Having escaped massacres at the hands of Islamic State (IS/ISIS) forces and their Arab Sunni neighbors in the Shingal area, survivors express shock, indignation and despair at what they consider an unforgivable betrayal by their fellow Iraqis.

The vast majority of Iraqi Yezidis are now in Kurdistan’s northern Dohuk province, after IS slaughtered, enslaved or forcibly converted thousands to Islam near Shingal.

The IS armies consider practitioners of the ancient Yezidi religion “devil-worshippers,” and have especially targeted the gentle community in northern Iraq.

 Most were forced to flee without any belongings, walking for dozens of miles into Syria -- all the while in blistering heat, terrified of further IS attacks -- before they could cross into Kurdistan.

“It wasn’t even IS who did most of the killing, it was our Sunni Arab neighbors,” said Hassan Jindi, a veteran Iraqi Air Force pilot from the Iraq-Iran War. Now in his sixties, Jindi fled with his family through Syria.

“We are surrounded by Arab villages. We looked after these people’s children, and as soon as ISIS appeared they immediately turned against us,” he recounted.

Hassan and his family live in a makeshift camp in this tiny Yezidi town on the eastern banks of the Mosul Dam, only a few kilometers from IS positions. Some 65,000 Yezidi refugees arrived here in a matter of days, overwhelming local residents who barely have enough electricity and drinking water for their own community.

As a truck carrying pots of food drives into the camp, it starts a made frenzy among residents, who chase after it with pales and buckets. The system is first come first served, and many are left angry and empty-handed. 
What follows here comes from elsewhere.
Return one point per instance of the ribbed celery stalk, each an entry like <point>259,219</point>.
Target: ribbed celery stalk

Nearby, a prominent Kurdish NGO, the Barzani Charity Foundation (BCF), has set up a food kitchen, serving about half of Khanki’s refugees. Food supplies have arrived from the UN World Food Programme, but the difficulty lies in actually distributing the food to the thousands of upset and disorganized refugees.

BCF staff struggle to meet the demands of the daily throng of refugees waiting for a hot meal: children arrive with buckets they couldn’t possibly carry if filled; other desperate residents have threatened workers with knives.

“Beyond the chaos, the stories they share are heartbreaking,” BCF employee Rizgar Ubayd told Rudaw. “Mothers who have been forced to leave their babies on the road to survive the long walk to safety. It’s too much.” In 1991, Ubayd himself fled to Turkey with three million Iraqi Kurds, where he witnessed similar scenes. 

According to the UN Assistance Mission to Iraq, the BCF distributes two hot meals a day to 121,000  refugees (both Yezidis and Christians) from six centers located in Dohuk province. At one center in nearby Sharya, the more manageable number of refugees means that most have marginally better shelter, living in half-constructed homes, schools, a Yezidi community center and in local’s homes. 

In another at Semel, a suburb of Dohuk city, a stream of new arrivals scattered throughout the town means many families are hard to find.  The BCF is working with the municipal government to secure land for proper refugee camps, so that they can provide a broader range of services and establish basic sanitation standards. 

Although Yezidi townships and local NGOs are doing their best to accommodate the refugees, many Yezidis are eager to leave the country as soon as possible.

“We need the International Organization for Migration to help us get asylum abroad,” said Jalal Dakeel, a young man with burning eyes and a giant blister on his lip from eight days on Shingal mountain. “We are done with this country, done with Iraq. We want to go to Germany, the USA, wherever -- but out of here.” 

Ferhan Mahallo Khalil, a former translator for the US army, currently with other refugees in Sharya, pleads to leave the country.  He and 27 family members walked 37 kilometers in temperatures of over 40 degrees centigrade, carrying his two children most of the way.
  

“IS are selling our women and children, raping our women, forcing us to convert and then killing us anyway,” he said, shaking with anger.

“We thank people helping us, like the UN and Barzani Charity Foundation. We can’t thank Obama enough for his airstrikes -- they saved us. But we have to leave. This is not a home for us anymore.”